China's policymakers want to recycle more capital abroad in order to reduce upward pressure on the yuan and slow official reserve accumulation.
Before they can achieve any meaningful results, however, they will have to twist a few arms among the country's different financial regulators in order to get the current rules changed. When they succeed, it will be good news for Hong Kong's stock market.
It is now a year since China announced its qualified domestic institutional investor, or QDII, initiative intended to allow mainland financial companies to invest abroad on behalf of their clients.
By any standards, the scheme has been a dismal failure.
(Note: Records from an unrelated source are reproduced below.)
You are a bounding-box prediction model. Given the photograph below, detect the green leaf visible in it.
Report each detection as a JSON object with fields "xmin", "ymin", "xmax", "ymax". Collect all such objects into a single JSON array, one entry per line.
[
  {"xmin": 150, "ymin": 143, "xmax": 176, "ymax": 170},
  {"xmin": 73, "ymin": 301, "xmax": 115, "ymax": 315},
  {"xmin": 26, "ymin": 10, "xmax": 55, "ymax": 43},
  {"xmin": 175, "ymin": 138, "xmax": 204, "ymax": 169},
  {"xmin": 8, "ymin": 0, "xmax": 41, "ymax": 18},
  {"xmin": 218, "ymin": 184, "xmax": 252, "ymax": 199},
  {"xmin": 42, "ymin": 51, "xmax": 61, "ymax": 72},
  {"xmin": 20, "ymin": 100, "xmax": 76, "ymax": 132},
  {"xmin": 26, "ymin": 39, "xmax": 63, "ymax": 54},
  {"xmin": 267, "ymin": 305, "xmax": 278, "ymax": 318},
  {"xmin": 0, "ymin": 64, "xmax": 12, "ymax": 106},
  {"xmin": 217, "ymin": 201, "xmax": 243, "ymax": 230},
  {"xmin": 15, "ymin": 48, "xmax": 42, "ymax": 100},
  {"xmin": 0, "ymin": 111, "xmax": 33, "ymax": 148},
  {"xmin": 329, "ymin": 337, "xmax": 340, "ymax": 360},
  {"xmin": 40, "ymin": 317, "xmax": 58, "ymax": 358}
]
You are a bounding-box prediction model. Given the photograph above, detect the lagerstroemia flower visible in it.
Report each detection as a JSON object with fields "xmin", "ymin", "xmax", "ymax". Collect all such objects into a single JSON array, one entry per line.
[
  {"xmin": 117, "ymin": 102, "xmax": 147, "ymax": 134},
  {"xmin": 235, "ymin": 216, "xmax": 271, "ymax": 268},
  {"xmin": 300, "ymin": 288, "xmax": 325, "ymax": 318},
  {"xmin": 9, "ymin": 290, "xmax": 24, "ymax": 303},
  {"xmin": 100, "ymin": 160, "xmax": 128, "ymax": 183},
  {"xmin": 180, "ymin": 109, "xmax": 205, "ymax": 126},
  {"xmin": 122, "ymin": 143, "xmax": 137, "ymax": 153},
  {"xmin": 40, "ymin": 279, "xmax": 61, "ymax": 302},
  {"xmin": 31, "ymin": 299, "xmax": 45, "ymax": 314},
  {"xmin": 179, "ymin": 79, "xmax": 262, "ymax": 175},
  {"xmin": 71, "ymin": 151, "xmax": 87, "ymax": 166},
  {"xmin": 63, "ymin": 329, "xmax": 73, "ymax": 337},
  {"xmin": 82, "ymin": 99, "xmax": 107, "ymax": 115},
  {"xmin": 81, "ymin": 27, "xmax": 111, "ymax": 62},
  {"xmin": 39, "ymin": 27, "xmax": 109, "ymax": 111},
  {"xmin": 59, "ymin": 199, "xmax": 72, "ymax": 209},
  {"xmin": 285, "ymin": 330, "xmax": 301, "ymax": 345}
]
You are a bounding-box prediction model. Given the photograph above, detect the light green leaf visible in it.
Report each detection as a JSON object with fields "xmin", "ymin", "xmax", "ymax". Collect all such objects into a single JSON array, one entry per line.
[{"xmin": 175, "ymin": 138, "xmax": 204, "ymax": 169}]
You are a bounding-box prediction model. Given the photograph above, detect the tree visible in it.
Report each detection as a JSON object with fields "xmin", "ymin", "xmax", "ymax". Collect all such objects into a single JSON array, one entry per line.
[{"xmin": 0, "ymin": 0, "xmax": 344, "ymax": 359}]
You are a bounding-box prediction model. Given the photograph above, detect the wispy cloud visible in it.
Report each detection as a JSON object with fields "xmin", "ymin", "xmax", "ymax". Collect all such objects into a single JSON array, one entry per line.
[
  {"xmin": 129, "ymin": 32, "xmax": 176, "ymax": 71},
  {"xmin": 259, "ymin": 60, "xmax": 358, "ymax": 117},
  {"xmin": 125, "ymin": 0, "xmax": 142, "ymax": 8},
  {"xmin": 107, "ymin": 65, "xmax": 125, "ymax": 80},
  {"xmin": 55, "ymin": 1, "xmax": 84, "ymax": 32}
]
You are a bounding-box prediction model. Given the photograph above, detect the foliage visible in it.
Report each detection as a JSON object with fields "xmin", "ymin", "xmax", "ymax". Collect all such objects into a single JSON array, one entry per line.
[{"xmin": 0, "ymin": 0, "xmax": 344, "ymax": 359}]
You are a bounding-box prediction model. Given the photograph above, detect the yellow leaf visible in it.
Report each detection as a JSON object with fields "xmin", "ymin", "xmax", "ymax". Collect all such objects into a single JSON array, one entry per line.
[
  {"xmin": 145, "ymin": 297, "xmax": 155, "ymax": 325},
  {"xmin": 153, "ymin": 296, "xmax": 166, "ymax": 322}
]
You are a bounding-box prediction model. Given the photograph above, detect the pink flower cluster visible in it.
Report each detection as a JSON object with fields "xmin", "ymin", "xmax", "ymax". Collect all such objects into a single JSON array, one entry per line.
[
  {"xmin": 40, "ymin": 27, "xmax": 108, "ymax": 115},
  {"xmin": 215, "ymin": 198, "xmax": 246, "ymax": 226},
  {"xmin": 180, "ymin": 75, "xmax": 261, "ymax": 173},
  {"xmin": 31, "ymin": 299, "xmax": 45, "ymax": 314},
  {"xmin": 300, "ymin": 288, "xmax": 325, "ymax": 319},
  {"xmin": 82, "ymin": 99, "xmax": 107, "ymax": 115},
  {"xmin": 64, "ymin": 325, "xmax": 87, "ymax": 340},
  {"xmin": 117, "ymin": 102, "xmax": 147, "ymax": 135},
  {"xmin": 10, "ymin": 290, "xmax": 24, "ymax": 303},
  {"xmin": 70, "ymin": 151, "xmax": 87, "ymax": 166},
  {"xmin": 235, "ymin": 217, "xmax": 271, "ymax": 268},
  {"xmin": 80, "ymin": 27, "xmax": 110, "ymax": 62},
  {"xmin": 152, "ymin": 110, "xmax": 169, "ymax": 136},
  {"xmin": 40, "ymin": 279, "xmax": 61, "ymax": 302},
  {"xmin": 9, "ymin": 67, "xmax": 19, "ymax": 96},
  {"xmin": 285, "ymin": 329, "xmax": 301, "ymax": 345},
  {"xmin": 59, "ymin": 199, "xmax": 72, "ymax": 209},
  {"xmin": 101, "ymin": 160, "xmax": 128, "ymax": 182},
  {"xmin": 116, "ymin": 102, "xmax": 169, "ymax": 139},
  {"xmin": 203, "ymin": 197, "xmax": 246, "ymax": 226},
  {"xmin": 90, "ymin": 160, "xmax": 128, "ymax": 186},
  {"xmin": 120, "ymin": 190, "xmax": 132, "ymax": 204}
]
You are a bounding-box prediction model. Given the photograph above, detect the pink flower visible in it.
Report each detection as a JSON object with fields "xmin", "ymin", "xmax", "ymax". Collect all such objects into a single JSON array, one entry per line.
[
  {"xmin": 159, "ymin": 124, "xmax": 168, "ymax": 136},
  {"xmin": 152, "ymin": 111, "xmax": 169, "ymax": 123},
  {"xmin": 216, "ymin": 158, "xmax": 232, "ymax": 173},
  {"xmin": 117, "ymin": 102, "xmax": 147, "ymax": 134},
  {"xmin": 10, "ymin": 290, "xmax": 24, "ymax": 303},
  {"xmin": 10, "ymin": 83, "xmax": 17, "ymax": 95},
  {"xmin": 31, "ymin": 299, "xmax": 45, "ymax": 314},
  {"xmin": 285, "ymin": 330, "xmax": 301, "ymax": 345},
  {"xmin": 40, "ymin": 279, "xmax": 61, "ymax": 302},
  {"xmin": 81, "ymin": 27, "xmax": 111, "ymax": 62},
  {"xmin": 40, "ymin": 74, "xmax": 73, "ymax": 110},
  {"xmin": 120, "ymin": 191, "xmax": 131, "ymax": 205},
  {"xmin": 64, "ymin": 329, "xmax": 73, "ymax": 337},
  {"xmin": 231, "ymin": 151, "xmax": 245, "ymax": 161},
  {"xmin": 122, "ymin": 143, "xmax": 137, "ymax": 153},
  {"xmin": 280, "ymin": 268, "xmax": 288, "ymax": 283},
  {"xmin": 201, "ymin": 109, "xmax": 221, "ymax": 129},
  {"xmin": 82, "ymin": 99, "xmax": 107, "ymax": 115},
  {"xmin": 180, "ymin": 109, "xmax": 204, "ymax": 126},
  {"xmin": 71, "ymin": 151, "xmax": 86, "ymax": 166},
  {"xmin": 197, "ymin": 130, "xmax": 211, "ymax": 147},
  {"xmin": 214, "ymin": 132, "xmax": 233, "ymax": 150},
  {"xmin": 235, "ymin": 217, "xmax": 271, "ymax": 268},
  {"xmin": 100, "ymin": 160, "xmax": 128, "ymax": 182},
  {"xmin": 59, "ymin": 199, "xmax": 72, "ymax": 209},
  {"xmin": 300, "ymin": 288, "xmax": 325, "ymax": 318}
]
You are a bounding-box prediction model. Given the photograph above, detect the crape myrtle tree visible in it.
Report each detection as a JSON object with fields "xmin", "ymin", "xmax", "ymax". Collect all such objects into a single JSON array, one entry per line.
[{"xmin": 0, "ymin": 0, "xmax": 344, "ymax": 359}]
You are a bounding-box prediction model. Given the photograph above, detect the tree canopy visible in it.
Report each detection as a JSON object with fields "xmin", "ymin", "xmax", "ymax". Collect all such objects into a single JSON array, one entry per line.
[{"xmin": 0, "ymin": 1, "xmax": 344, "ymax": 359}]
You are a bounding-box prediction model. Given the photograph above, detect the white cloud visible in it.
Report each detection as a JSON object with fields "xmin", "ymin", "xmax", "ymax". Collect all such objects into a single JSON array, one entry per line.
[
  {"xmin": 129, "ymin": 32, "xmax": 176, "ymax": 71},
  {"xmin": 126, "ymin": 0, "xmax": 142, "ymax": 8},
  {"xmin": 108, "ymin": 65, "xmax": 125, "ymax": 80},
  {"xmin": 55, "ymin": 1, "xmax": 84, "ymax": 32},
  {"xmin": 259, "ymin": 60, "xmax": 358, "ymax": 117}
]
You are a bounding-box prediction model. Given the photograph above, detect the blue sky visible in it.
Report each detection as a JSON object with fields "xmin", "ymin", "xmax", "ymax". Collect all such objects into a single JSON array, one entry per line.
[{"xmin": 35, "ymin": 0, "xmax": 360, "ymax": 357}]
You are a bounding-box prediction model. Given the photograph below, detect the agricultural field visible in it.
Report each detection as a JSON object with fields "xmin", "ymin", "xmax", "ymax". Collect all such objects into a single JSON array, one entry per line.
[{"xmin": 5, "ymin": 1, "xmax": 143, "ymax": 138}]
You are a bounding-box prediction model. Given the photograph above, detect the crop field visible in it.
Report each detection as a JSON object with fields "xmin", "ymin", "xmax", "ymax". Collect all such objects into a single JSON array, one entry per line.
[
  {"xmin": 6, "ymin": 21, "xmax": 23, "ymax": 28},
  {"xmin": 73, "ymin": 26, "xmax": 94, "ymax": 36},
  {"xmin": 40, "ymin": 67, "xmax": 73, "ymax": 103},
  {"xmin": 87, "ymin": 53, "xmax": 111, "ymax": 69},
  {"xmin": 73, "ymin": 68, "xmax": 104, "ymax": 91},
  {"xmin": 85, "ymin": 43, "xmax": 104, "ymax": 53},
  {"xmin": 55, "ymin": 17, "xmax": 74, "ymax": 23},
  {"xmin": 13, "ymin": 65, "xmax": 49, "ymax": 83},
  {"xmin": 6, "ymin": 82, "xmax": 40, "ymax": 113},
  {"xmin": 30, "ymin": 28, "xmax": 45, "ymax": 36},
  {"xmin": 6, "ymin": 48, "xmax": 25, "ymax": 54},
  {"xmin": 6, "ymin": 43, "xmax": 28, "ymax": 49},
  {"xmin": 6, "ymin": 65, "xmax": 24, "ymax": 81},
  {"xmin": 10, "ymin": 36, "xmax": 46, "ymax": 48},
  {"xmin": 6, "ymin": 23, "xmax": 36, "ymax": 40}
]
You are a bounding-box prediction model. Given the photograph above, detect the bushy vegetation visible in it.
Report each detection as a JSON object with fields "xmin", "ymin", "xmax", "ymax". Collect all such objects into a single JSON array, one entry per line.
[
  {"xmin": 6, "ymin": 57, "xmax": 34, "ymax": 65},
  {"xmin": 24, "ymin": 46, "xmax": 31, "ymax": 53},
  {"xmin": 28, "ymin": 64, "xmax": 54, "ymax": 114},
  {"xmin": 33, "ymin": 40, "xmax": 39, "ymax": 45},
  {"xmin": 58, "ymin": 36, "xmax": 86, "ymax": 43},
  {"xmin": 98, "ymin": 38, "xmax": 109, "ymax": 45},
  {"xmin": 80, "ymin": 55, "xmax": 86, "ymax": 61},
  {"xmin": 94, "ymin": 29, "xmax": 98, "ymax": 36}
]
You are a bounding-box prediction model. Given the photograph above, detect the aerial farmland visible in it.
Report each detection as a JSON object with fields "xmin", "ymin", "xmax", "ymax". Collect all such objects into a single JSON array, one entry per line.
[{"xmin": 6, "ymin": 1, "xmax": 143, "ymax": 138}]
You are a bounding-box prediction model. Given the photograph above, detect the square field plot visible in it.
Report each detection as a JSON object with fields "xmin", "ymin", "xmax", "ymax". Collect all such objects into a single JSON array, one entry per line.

To date, domestic and international banks, insurance companies and a lone fund manager have been allotted quotas worth almost US$18.5 billion to invest in foreign markets. Estimates of how much money has actually been invested differ, but most analysts seem to agree the amount is somewhere between US$500 million and US$1 billion. In other words, in the year since the QDII scheme was introduced, only around one day's worth of China's foreign exchange inflows has been recycled abroad.
The reasons for this woeful lack of interest are simple enough. When the QDII scheme was first promulgated, the officials who drew up the rules erred deliberately on the side of caution.
The China Banking Regulatory Commission has so far restricted banks to offering bond investments. The mainland's insurance regulator has yet to approve any life insurance company investment beyond a couple of initial pilot schemes. And the China Securities Regulatory Commission has dragged its feet over allowing the fund managers and stock brokers it oversees to launch international investment products of their own.
As a result, the investment products on offer are desperately unexciting. By buying into a bank-run QDII product, clients of mainland banks can expect to earn a yield of about 5 per cent from its investments in US dollar-denominated bonds.